Although data breaches are bad news for Internet users, Google's study found that phishing is far more of a threat to users than a user hijacking.
To this end, Google also specifically visited several private hacker forums. According to the results, there are 1.9 billion people in the world affected by data breaches. Like some dating site users, most of their information will be traded in some private forums.
Despite the sheer volume, only 7% of the data breaches match the passwords used by billions of Gmail users currently in use, and a quarter of the phishing scams exposed in phishing attacks are associated with current Google password match.

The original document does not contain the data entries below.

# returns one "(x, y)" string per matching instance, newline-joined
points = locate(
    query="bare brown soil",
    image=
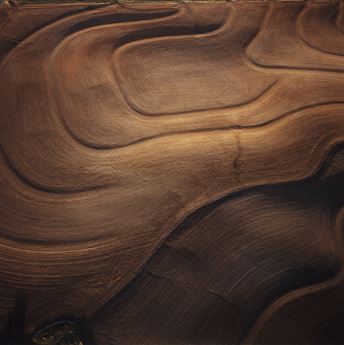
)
(173, 173)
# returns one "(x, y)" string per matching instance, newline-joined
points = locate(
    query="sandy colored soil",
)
(173, 173)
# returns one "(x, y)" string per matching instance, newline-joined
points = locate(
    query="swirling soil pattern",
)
(173, 173)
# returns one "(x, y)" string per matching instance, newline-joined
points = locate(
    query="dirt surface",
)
(172, 173)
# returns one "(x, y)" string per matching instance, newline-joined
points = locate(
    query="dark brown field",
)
(173, 174)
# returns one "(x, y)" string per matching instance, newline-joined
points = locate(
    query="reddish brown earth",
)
(173, 173)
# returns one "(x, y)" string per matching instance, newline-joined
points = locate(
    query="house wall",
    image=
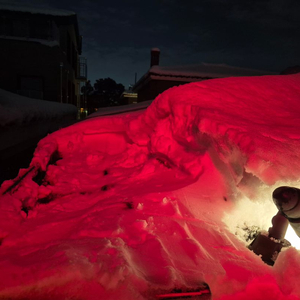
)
(48, 64)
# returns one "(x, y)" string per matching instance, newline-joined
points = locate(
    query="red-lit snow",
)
(143, 202)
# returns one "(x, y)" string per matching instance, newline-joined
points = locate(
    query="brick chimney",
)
(154, 57)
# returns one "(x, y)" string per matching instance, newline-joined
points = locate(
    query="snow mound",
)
(132, 205)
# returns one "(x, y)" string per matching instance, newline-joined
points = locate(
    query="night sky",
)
(118, 34)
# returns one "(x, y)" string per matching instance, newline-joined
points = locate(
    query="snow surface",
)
(132, 205)
(16, 109)
(206, 70)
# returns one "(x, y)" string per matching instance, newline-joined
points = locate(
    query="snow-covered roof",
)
(196, 72)
(35, 10)
(206, 70)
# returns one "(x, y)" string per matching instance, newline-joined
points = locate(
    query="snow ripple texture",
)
(129, 206)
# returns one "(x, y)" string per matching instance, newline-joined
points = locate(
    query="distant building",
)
(40, 53)
(160, 78)
(290, 70)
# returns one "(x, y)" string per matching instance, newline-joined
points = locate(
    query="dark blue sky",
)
(118, 34)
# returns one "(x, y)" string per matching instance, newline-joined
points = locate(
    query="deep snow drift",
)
(128, 206)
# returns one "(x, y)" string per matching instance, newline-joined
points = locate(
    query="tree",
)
(109, 91)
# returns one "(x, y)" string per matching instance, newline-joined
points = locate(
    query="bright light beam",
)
(292, 237)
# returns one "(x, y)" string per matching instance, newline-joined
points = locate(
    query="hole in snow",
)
(54, 158)
(46, 199)
(39, 177)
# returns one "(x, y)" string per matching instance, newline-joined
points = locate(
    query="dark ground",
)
(10, 166)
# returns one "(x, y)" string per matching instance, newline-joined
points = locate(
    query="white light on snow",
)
(292, 237)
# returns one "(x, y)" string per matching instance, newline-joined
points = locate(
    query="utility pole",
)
(61, 67)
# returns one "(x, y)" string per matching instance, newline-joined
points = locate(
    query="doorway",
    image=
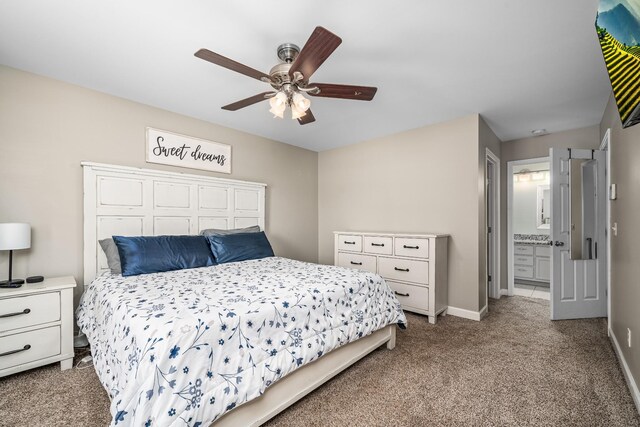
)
(528, 228)
(492, 205)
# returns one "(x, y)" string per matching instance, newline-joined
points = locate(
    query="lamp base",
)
(15, 283)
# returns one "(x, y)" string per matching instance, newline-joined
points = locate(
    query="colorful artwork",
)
(618, 27)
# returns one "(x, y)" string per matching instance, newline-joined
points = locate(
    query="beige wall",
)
(487, 140)
(530, 148)
(422, 180)
(625, 247)
(48, 127)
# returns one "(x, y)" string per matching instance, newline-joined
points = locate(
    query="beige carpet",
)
(516, 367)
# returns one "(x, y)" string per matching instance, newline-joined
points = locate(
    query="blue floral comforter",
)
(181, 348)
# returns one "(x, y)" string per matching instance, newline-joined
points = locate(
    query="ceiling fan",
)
(290, 78)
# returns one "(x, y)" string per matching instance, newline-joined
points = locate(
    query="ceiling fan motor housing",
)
(287, 52)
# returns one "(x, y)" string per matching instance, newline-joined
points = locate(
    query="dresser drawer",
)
(411, 247)
(350, 242)
(359, 261)
(543, 251)
(33, 345)
(408, 270)
(523, 272)
(523, 250)
(29, 310)
(411, 295)
(378, 245)
(523, 259)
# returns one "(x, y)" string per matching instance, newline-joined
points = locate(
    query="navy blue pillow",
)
(152, 254)
(240, 247)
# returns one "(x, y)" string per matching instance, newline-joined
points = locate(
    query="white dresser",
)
(532, 262)
(36, 325)
(413, 265)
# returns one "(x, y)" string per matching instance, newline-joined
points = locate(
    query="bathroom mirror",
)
(543, 208)
(582, 208)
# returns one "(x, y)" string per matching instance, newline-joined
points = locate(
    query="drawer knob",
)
(25, 348)
(17, 313)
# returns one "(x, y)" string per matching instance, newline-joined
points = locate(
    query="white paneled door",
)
(578, 267)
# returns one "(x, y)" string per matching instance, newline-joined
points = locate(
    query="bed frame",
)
(130, 201)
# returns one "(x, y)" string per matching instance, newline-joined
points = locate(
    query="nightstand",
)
(36, 325)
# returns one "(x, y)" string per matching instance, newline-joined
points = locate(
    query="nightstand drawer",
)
(378, 245)
(29, 346)
(410, 295)
(412, 247)
(523, 250)
(29, 310)
(523, 272)
(408, 270)
(523, 260)
(359, 261)
(349, 242)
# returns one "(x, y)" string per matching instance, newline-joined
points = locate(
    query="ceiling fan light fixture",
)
(296, 112)
(279, 100)
(301, 102)
(278, 110)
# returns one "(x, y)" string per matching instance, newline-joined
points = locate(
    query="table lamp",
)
(13, 236)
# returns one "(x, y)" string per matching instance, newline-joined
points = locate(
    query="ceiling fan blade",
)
(328, 90)
(232, 65)
(247, 101)
(320, 45)
(307, 118)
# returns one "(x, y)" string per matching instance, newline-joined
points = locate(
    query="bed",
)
(232, 344)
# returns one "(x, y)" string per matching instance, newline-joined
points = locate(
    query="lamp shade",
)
(15, 235)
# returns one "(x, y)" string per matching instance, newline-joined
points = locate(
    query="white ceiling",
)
(523, 65)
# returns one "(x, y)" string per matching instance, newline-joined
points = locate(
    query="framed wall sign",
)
(168, 148)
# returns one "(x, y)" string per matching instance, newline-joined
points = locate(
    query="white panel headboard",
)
(127, 201)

The study also found that phishing victims are 400 times more likely to be hijacked than random Google users, a figure that is 10 times more likely to be a victim of data breaches. Such data prove that the threat of phishing websites in the end how much.
Phishing kits, for example, contain pre-packaged, fake log-in pages for popular and valuable sites like Gmail, Yahoo, Hotmail and online banking. They are often uploaded to compromised websites and automatically send the captured credentials to the attacker's account. Phishing packages generate higher account hijacking rates because they capture the details Google uses for risk assessment when users log in, such as the victim's geography, secret questions, phone numbers, device identifiers, and more.

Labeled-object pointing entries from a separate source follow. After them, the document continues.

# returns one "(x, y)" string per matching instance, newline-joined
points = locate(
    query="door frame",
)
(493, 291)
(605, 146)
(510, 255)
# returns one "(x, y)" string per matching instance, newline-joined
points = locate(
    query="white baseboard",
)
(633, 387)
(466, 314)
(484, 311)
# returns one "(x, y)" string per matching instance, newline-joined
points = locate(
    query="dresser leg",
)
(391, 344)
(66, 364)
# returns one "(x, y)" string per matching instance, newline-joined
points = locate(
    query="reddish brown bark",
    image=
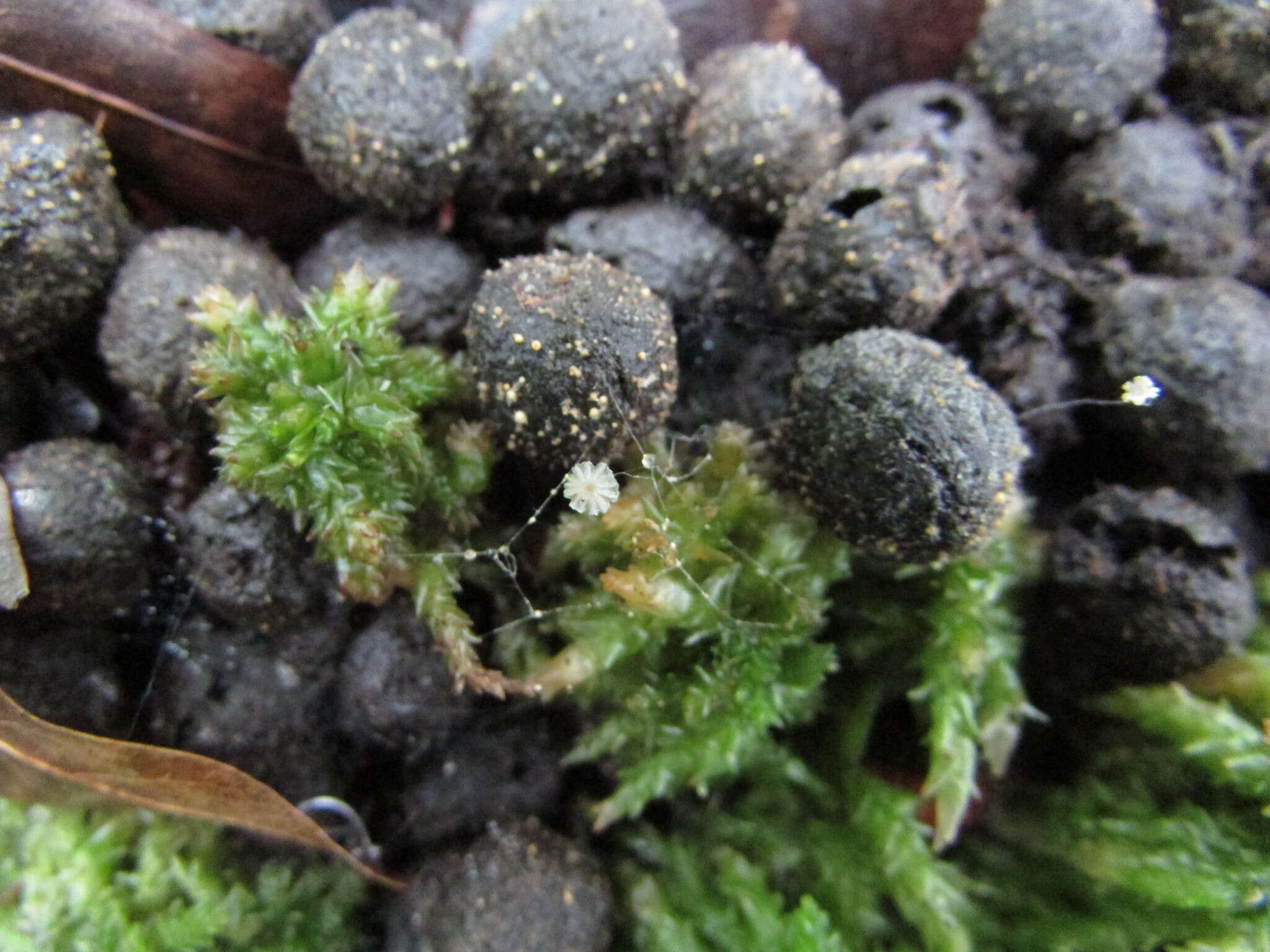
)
(192, 121)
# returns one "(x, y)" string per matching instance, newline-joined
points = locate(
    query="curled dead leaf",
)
(50, 764)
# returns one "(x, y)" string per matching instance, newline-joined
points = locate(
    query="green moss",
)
(695, 622)
(322, 415)
(131, 881)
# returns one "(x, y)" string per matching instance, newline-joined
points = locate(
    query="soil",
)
(193, 615)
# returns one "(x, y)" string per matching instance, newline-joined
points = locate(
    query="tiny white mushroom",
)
(1140, 391)
(591, 488)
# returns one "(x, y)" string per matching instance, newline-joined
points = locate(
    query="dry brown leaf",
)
(193, 123)
(51, 764)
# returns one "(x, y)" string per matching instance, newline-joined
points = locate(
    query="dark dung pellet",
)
(247, 562)
(763, 127)
(713, 287)
(898, 447)
(1153, 192)
(437, 278)
(1220, 55)
(579, 98)
(230, 695)
(83, 518)
(146, 337)
(66, 674)
(949, 122)
(572, 357)
(394, 690)
(1145, 587)
(384, 116)
(61, 229)
(1066, 71)
(1207, 345)
(521, 889)
(504, 765)
(883, 240)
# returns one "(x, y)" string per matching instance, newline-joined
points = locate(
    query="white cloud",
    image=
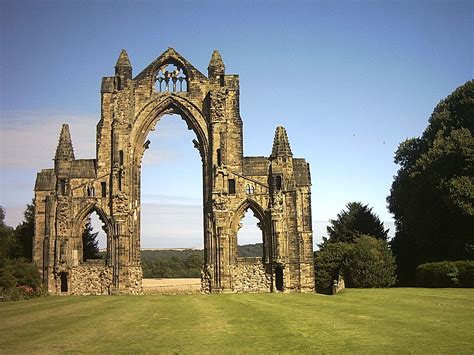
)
(29, 139)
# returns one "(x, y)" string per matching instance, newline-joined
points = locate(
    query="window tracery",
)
(171, 78)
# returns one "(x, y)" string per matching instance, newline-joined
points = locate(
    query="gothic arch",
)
(262, 216)
(232, 184)
(86, 211)
(151, 113)
(79, 223)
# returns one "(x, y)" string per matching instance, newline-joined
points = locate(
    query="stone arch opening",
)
(92, 221)
(171, 202)
(250, 236)
(232, 183)
(252, 209)
(171, 77)
(146, 122)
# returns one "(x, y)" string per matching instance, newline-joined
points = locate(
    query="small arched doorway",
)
(279, 278)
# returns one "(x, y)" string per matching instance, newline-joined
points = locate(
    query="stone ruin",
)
(275, 188)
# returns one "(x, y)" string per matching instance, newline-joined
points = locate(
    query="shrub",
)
(370, 263)
(328, 261)
(446, 274)
(19, 280)
(366, 263)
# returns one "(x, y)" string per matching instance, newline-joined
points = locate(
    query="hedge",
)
(446, 274)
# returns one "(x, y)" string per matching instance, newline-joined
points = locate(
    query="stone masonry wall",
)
(249, 275)
(136, 276)
(90, 278)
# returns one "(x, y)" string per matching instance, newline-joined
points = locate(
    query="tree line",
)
(432, 201)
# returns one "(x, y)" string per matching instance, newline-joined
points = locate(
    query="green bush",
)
(19, 280)
(328, 261)
(446, 274)
(366, 263)
(370, 263)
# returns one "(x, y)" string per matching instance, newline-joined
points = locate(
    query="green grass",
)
(369, 321)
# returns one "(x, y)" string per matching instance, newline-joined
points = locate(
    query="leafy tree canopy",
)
(90, 243)
(350, 224)
(368, 262)
(432, 195)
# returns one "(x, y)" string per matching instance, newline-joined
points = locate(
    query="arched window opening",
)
(103, 188)
(219, 157)
(231, 183)
(249, 189)
(171, 219)
(63, 277)
(94, 239)
(90, 190)
(279, 278)
(250, 237)
(62, 187)
(278, 182)
(171, 78)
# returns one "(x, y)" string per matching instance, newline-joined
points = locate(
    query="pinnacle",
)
(216, 63)
(281, 146)
(65, 149)
(123, 60)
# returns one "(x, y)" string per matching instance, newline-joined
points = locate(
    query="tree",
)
(328, 262)
(90, 243)
(369, 263)
(432, 195)
(6, 237)
(357, 220)
(24, 233)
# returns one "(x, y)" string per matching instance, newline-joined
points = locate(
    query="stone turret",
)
(123, 68)
(64, 152)
(216, 65)
(281, 146)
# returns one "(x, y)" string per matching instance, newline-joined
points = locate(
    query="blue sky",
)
(349, 80)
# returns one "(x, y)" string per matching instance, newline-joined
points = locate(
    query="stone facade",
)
(275, 188)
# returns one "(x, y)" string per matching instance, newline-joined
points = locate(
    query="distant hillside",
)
(250, 250)
(183, 263)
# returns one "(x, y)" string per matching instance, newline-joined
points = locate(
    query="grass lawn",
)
(370, 321)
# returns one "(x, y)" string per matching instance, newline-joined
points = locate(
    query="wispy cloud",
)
(29, 138)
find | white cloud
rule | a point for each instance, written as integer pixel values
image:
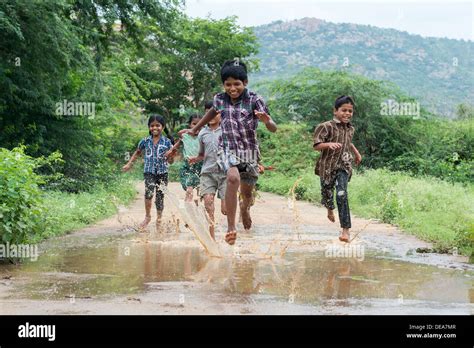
(423, 17)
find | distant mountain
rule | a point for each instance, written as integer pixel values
(440, 72)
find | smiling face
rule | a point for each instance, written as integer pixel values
(234, 88)
(194, 122)
(344, 112)
(155, 128)
(215, 120)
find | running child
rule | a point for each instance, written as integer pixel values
(189, 172)
(239, 154)
(157, 156)
(213, 178)
(334, 166)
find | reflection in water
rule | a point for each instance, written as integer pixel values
(125, 266)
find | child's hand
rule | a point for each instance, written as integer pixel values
(262, 116)
(358, 159)
(334, 146)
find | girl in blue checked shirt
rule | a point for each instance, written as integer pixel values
(157, 156)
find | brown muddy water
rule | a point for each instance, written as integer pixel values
(274, 269)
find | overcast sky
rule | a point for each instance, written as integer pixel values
(427, 18)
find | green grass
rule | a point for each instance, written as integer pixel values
(429, 208)
(65, 212)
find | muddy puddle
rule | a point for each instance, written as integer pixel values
(268, 271)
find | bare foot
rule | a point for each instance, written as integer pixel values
(230, 237)
(211, 232)
(331, 215)
(145, 222)
(246, 219)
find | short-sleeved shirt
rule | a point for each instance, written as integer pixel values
(190, 146)
(239, 122)
(330, 161)
(209, 145)
(154, 154)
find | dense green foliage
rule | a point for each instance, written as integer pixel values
(28, 213)
(432, 209)
(120, 57)
(438, 71)
(420, 143)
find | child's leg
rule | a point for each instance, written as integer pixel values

Researchers found that 83% of the 10,000 phishing tools collect the victim's geographic location and 18% collect phone numbers. In contrast, less than 0.1% of keyloggers collect phone details and secrets.

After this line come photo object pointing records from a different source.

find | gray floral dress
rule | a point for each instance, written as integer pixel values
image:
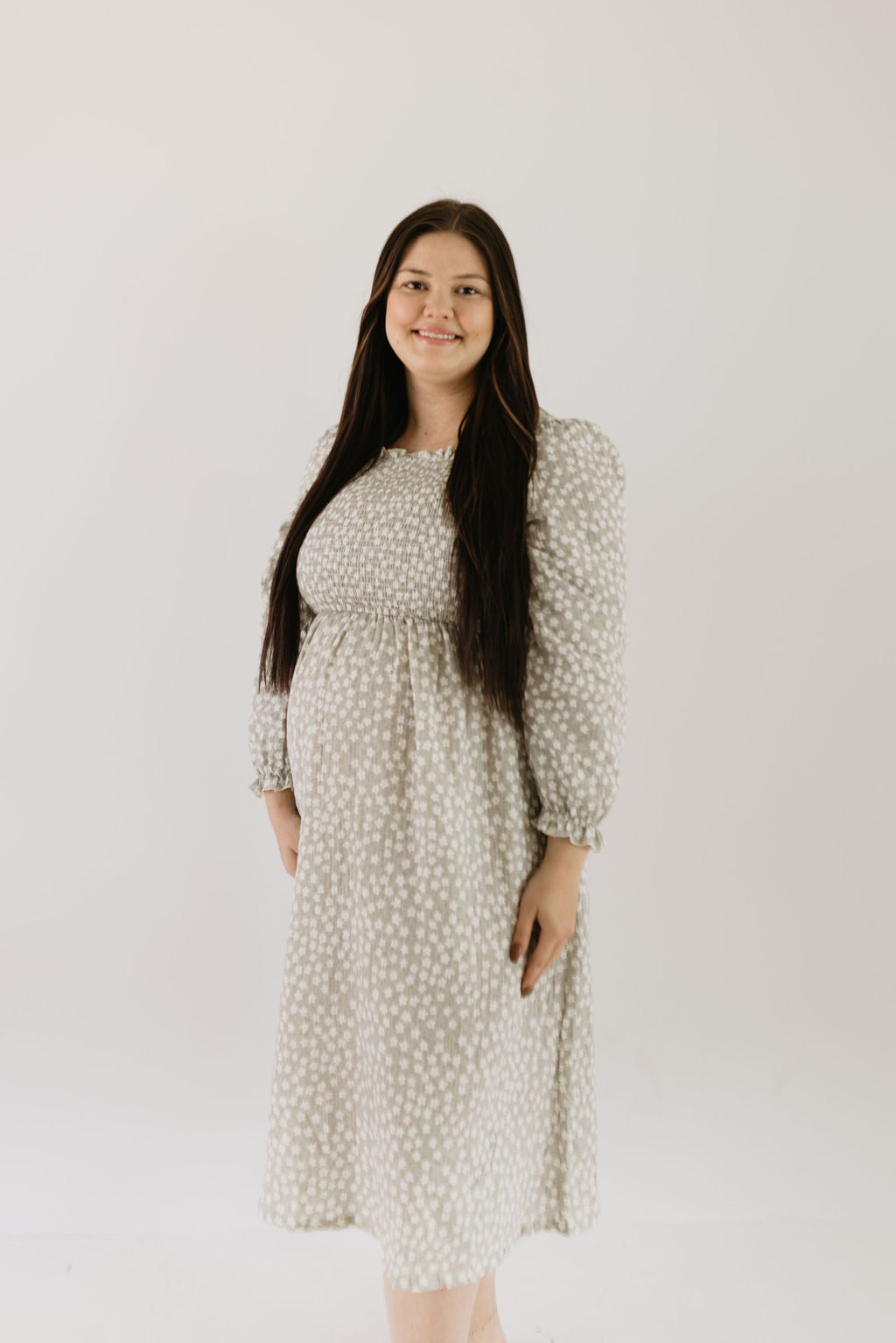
(416, 1094)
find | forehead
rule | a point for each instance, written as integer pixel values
(449, 254)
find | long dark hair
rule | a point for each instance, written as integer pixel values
(486, 489)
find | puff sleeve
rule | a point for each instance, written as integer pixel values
(268, 716)
(575, 697)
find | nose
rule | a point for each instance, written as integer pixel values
(437, 304)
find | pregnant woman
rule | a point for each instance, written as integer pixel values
(436, 731)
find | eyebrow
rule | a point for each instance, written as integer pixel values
(411, 270)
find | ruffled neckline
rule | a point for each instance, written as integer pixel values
(424, 451)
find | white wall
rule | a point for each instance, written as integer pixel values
(700, 203)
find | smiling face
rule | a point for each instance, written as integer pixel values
(442, 288)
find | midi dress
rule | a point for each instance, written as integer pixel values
(416, 1094)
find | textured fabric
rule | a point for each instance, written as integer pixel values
(416, 1094)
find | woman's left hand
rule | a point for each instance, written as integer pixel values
(551, 896)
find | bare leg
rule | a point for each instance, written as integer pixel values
(439, 1317)
(485, 1326)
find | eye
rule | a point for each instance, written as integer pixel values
(472, 288)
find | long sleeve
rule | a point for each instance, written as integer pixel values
(575, 702)
(268, 716)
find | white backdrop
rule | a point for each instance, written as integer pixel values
(700, 205)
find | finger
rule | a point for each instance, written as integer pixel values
(539, 962)
(522, 935)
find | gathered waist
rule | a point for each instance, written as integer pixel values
(349, 612)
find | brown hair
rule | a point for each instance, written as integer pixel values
(486, 489)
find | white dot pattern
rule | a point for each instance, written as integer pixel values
(416, 1094)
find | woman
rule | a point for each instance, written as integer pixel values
(437, 731)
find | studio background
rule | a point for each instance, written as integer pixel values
(700, 205)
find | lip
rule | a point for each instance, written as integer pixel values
(424, 334)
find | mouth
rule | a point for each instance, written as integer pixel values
(434, 339)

The study found that 41% of phishing kits were based in Nigeria on the last sign-in location and were used to receive gigabytes of Gmail accounts. The United States ranked second in the number of phishing tools, accounting for 11%.
Interestingly, researchers found that 72% of phishing tools use Gmail accounts to send the captured certificates to attackers. In contrast, only 6.8% use Yahoo. Gmail users are also the largest victim of phishing groups, accounting for 27% of total research, compared with 12% of Yahoo victims. However, Yahoo and Hotmail users were the biggest victims of disclosure credentials, accounting for 19%, followed by Gmail, accounting for 12%.
They also found that most phishing victims were from the United States, while most of the keyloggers were from Brazil. Lastly, researchers point out that dual-factor authentication mitigates phishing threats, but many people find it too cumbersome, so they are less likely to use dual authentication.